Warhorse Studios a lâché une info très concrète, son prochain Kingdom Come sera bien un RPG en monde ouvert, avec une sortie visée sur le prochain exercice fiscal. En clair, la fenêtre pointe vers 2025, un repère solide pour les joueurs qui attendaient enfin un vrai signal sur la suite.
Le retour d’un RPG médiéval qui ne fait pas semblant
Pour les fans du premier épisode, cette confirmation a quelque chose de rassurant. Kingdom Come: Deliverance avait marqué pas mal de monde avec son approche ultra terre à terre du Moyen Âge, loin de la fantasy classique à base de dragons, de magie et d’armures brillantes comme dans une pub. Le jeu misait sur le réalisme, les duels exigeants, la progression lente et une immersion parfois rude, mais justement super mémorable. En confirmant que le prochain titre sera lui aussi un RPG en monde ouvert, Warhorse montre qu’il ne compte pas changer l’ADN de la série pour suivre les tendances du moment.
Le plus intéressant, c’est que cette annonce ne ressemble pas à une fuite floue ou à une phrase lâchée au hasard. Le studio valide noir sur blanc la nature du projet et sa période de sortie estimée. Même sans bande-annonce détaillée ni séquence de gameplay, ça suffit à remettre Kingdom Come dans la conversation des gros jeux de rôle à surveiller. Et vu la place prise aujourd’hui par les mondes ouverts, la promesse donne forcément envie de voir jusqu’où Warhorse peut pousser sa formule.
Une sortie fiscale, ça veut dire quoi pour les joueurs ?

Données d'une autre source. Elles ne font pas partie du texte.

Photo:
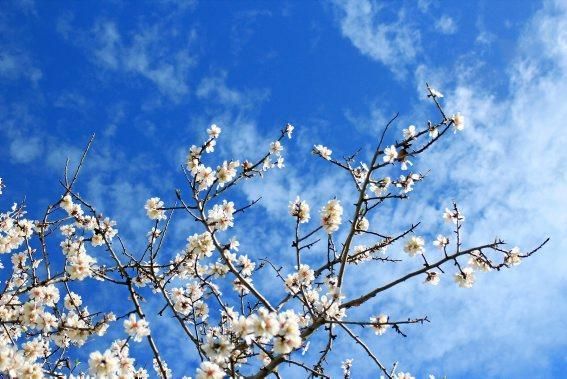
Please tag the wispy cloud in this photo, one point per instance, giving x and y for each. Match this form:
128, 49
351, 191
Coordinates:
143, 53
506, 173
394, 42
446, 25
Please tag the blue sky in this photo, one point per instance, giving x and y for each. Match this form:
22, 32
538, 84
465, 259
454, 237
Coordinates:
148, 79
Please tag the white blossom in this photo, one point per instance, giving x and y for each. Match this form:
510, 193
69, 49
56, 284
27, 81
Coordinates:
322, 151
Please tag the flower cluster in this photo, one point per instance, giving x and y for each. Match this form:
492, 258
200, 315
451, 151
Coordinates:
331, 216
300, 209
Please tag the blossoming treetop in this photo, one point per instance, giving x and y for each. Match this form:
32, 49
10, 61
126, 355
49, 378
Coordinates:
244, 332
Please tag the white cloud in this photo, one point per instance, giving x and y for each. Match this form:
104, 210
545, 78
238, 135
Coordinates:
142, 52
446, 25
16, 64
506, 170
394, 43
214, 88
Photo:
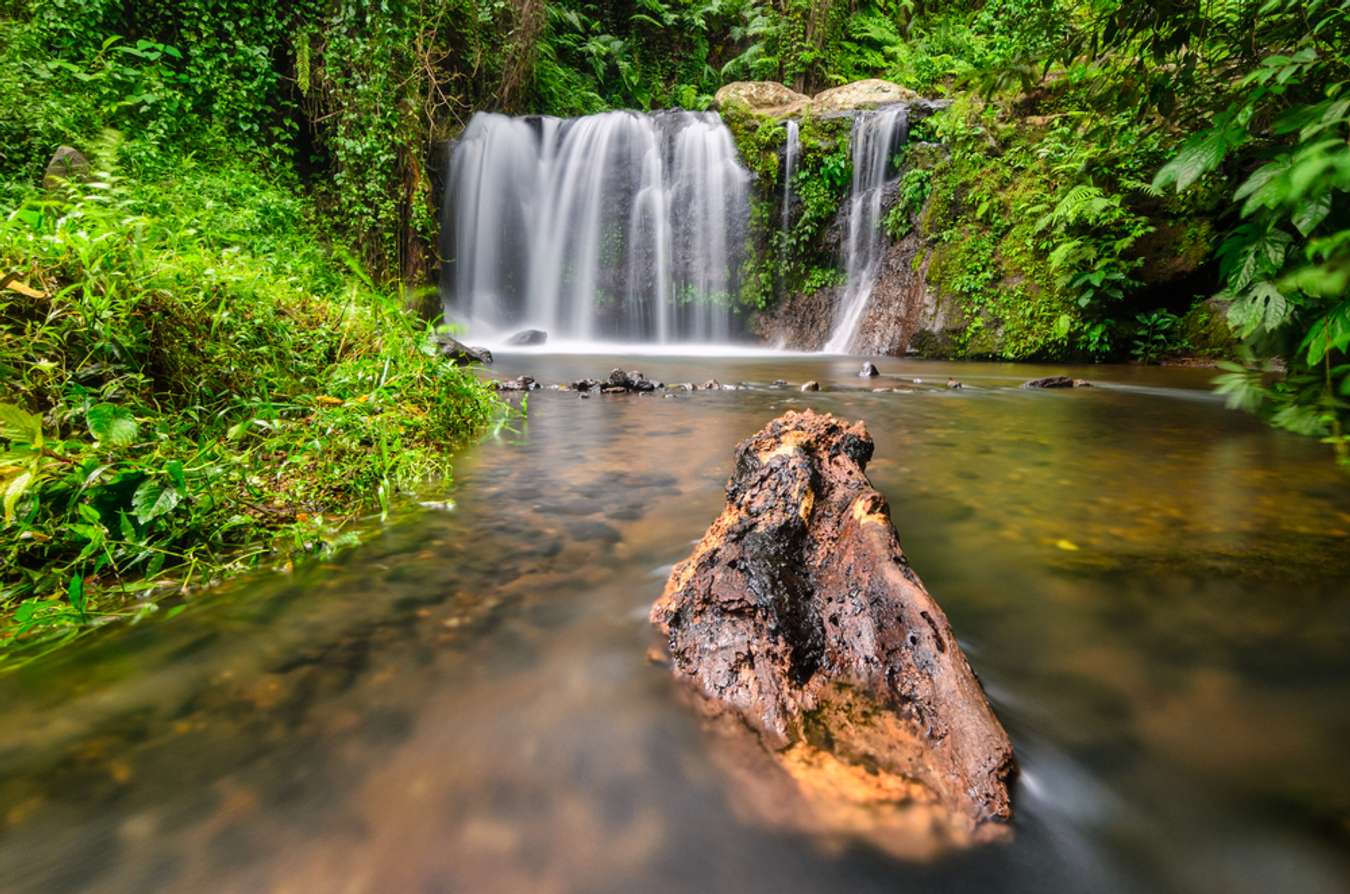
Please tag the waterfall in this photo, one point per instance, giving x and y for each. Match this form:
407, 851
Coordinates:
789, 165
614, 226
875, 138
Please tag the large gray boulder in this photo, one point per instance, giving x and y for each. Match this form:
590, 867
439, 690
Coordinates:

Quand un studio parle de prochain exercice fiscal, ça peut sembler très langage de bureau, mais pour nous ça donne quand même un indice utile. Selon ce calendrier, le jeu pourrait arriver d’ici fin mars 2025. Ce n’est pas une date gravée dans le marbre, mais c’est bien plus précis qu’un simple bientôt. Dans l’industrie, ce genre de fenêtre sert souvent à cadrer la communication, les attentes des investisseurs et le rythme de production.
Ce timing tombe à un moment où les gros RPG sont de nouveau au centre du game. Entre les jeux narratifs, les mastodontes en monde ouvert et les licences historiques qui veulent revenir en force, Kingdom Come a une vraie carte à jouer. Son style plus brut, plus crédible et moins spectaculaire que d’autres productions peut justement devenir son meilleur argument. Tout dépendra maintenant de l’ambition du studio, de la taille de ce nouvel univers et de sa capacité à rendre l’expérience plus fluide sans perdre sa personnalité.
Le genre de suite qui peut changer de dimension
Le premier Kingdom Come avait des qualités énormes, mais aussi des limites techniques et un côté parfois raide qui divisait. Une suite a donc l’occasion parfaite de garder ce qui faisait son charme tout en corrigeant ce qui bloquait une partie du public. Si Warhorse réussit à muscler la mise en scène, à affiner les combats et à enrichir l’exploration, ce nouvel épisode pourrait passer du statut de jeu culte à celui de vraie référence du RPG médiéval. Reste à voir quand le studio montrera enfin du concret, et surtout si ce monde ouvert saura nous happer aussi fort que promis.